PUTA!
Tem muitas coisas que eu não te disse - e sinto que não falá-las me viola mais do que as implicações que esse e-mail vai ter.
Eu tenho te procurado. Vejo nossas fotos, releio nossas conversas. Tento entender em qual momento as coisas se partiram, em qual momento convidamos a violência para morar junto com a gente.
E por mais que eu esteja falando, escrevendo, eu sei que você não vai me ouvir. Eu sei que você vai reagir, vai me culpar, vai dizer que fui eu quem comecei, quando na realidade você sempre foi mais forte que eu. Você sempre esteve mais no controle. Você sempre sabia que terminaria assim.
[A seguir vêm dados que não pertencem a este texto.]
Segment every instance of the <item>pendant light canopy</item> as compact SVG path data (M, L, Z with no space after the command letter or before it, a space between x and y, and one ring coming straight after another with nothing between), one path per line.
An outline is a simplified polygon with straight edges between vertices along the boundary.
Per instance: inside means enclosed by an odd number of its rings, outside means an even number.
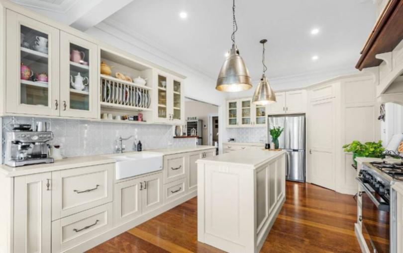
M215 89L220 91L236 92L252 88L249 72L235 43L235 33L238 30L235 16L235 0L232 3L232 47L221 67Z
M262 75L260 82L255 90L255 93L253 94L253 98L252 99L252 103L257 105L265 105L276 103L276 95L265 74L266 70L267 70L267 67L265 64L265 43L266 42L267 42L267 40L260 41L260 43L263 45L263 59L262 60L262 63L263 63L263 74Z

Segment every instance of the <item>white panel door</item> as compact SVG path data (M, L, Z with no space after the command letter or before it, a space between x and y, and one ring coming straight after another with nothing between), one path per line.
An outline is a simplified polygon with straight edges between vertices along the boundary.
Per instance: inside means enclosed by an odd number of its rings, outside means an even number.
M267 114L268 115L286 113L286 93L276 93L276 101L277 101L276 103L268 105Z
M6 111L60 112L59 30L7 10Z
M50 172L15 178L14 252L50 252L51 179Z
M334 190L334 99L312 102L309 110L309 159L311 183Z
M140 189L142 188L142 178L115 184L113 215L115 225L131 220L141 214Z
M286 92L286 112L303 113L306 111L306 91L294 90Z
M162 173L142 178L142 213L144 214L162 204Z

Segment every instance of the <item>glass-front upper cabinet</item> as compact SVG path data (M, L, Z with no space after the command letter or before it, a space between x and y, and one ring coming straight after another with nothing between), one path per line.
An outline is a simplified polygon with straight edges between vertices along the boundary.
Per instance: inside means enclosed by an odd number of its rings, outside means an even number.
M238 126L238 100L227 101L227 127L234 127Z
M158 119L163 121L168 120L169 119L168 110L167 92L168 88L167 87L168 82L168 75L160 73L157 74L157 102L158 111L157 117Z
M60 32L60 115L97 119L98 47Z
M174 123L179 123L184 121L185 112L184 111L184 94L182 80L174 78L173 79L172 90L172 111L171 119Z
M266 106L254 106L253 125L262 126L266 123Z
M241 125L252 124L252 103L250 99L241 100Z
M7 113L59 114L59 32L7 10Z

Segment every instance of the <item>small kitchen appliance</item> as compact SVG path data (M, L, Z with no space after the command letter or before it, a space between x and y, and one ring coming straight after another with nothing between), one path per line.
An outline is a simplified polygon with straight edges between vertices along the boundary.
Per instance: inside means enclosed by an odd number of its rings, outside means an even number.
M47 142L53 138L53 133L32 131L26 126L14 125L12 130L6 133L4 163L11 167L19 167L53 163Z
M391 186L403 182L403 161L364 163L356 180L363 190L360 219L370 251L397 252L397 194Z

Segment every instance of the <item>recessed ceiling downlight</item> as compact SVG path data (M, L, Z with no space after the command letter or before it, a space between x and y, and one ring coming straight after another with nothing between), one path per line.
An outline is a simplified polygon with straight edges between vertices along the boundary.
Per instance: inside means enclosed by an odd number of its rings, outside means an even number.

Eu te amei muito. Profundamente. Mais do que eu achava que amava, e com certeza mais do que eu podia. Mas amei. Eu olhava nos seus olhos e tocava a sua pele como se você fosse a minha pessoa, meu par pelo mundo, minha outra metade. E, é claro, que quando uma metade se parte, a outra não se estrutura para continuar. E foi assim que se seguiu.
Me parti em mil pedaços, principalmente porque vi, naquela noite, um ódio tão grande nos seus olhos, misturado com um desespero febril, e senti medo. Pela primeira vez eu senti medo de você, mesmo sabendo que você não iria me ferir com aquela faca.
Mas você me feriu. Desferiu golpes contra a minha moral. Me chamou de puta. PUTA, PUTA, PUTA. Com a boca cheia de um sentimento que eu nem soube identificar.
E eu me senti suja. Senti meu estômago revirado. Mesmo sem me ver, eu sabia que meus olhos estavam vidrados. O reflexo das luzes azuis e vermelhas ficaram impregnados nos meus olhos, mas eu não ouvia som, não ouvia quando os policias me chamavam, não sentia nada.
Eu queria morrer.
Uma morte dramática e cheia de dor. Queria derreter entre os ladrilhos do chão da nossa casa, que durante a briga você falava "se eu morei aqui, essa casa ainda é minha", como quem diz "se eu passei por você, tudo que você é, me pertence".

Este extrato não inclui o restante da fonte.